さて、私達の中には、当然獣医師という人格があります。しかし一般生活人としての人格もあり、科学の徒としての人格もあります。


例えば飼い主から、『ペットとキスするのは良くないか?』と聞かれた場合、獣医師の人格は、『感染症の問題があるから止めましょう』という答えを用意すると思いますが、一般的に、ペットを飼っていてキスしない人はいないと思います。獣医師も、おそらく、しています。一般生活人としての彼(獣医師)の回答はどうなるのでしょうか?


非常に高額の治療をすれば寿命が延びるのが明らかな場合、しかし、飼い主が経済的な負担に耐えられない場合、そしてそれを獣医師自身が理解している場合、獣医師の人格と、一般生活人としての人格は、どのような対立を生むのでしょうか?

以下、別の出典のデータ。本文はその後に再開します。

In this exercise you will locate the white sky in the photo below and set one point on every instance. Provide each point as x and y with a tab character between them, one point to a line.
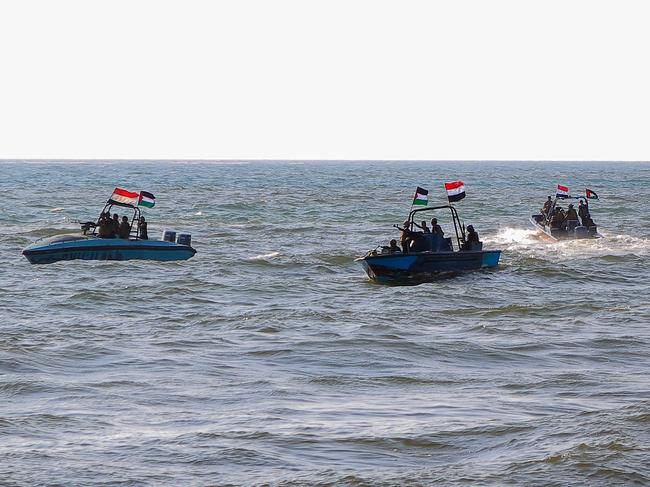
328	79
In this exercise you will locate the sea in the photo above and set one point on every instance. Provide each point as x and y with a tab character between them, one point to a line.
269	358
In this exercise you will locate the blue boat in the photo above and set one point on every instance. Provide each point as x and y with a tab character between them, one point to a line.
88	245
428	255
91	247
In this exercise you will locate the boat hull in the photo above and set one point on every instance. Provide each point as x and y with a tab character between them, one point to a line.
555	235
71	247
422	266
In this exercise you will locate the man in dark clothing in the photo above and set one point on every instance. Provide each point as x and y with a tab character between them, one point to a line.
115	222
142	229
105	226
423	226
435	228
583	213
571	213
406	236
472	236
125	229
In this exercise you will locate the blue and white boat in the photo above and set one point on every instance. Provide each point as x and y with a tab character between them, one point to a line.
88	245
92	247
428	255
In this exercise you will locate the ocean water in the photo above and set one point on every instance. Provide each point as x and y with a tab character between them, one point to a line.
270	359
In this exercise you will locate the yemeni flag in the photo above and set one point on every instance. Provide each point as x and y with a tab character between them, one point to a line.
146	199
455	191
562	192
123	197
421	197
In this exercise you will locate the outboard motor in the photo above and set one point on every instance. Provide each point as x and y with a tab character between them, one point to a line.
184	239
169	236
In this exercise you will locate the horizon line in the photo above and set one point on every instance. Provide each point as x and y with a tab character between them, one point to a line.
121	159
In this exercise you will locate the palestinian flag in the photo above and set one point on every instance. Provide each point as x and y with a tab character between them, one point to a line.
146	199
123	197
455	190
562	192
421	197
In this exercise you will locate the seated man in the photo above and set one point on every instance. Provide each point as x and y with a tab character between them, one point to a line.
125	229
394	248
116	224
406	236
435	228
583	213
423	226
105	226
471	240
571	218
142	229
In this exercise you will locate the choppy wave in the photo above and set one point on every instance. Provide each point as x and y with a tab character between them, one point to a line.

科学的には、我々は決して最先端の技術を獣医療に生かしているわけではありません。新薬は、おおむね10年以上前には研究が開始されているものです。外科技術・・・例えば臓器移植などは、30年以上前に、散々人への応用をするために、犬などで実験されていますが、獣医師で出来る人はいません。内科技術・・・例えば腎臓病にもっとも有用な人工透析技術なども、犬で1930年代には散々研究されましたが、獣医の臨床では日常ではありません。最先端を知る科学の徒としての人格と、それを応用できない獣医師の人格の間にはどういう葛藤が生まれるのでしょうか?


様々な人格の内的な対立が、獣医師の表情を作ります。時に憂鬱で、時に悩み・・・・・非常にノイズのある表情になります。そして、発する言葉は、曖昧になる場合も当然出てきます。


もし、獣医師の表情があまりに単一のわかりやすいもので、発する言葉も、常に葛藤の無いわかりやすい言葉であれば、それは獣医師の人格が他の人格からかい離した状態・・・・生身の生活(さまざまな人格)を引きずっていない、獣医師オンリーの人格で診察している・・・・・もしかしたら、それは演劇的に獣医師を演出して診察しているのかもしれません。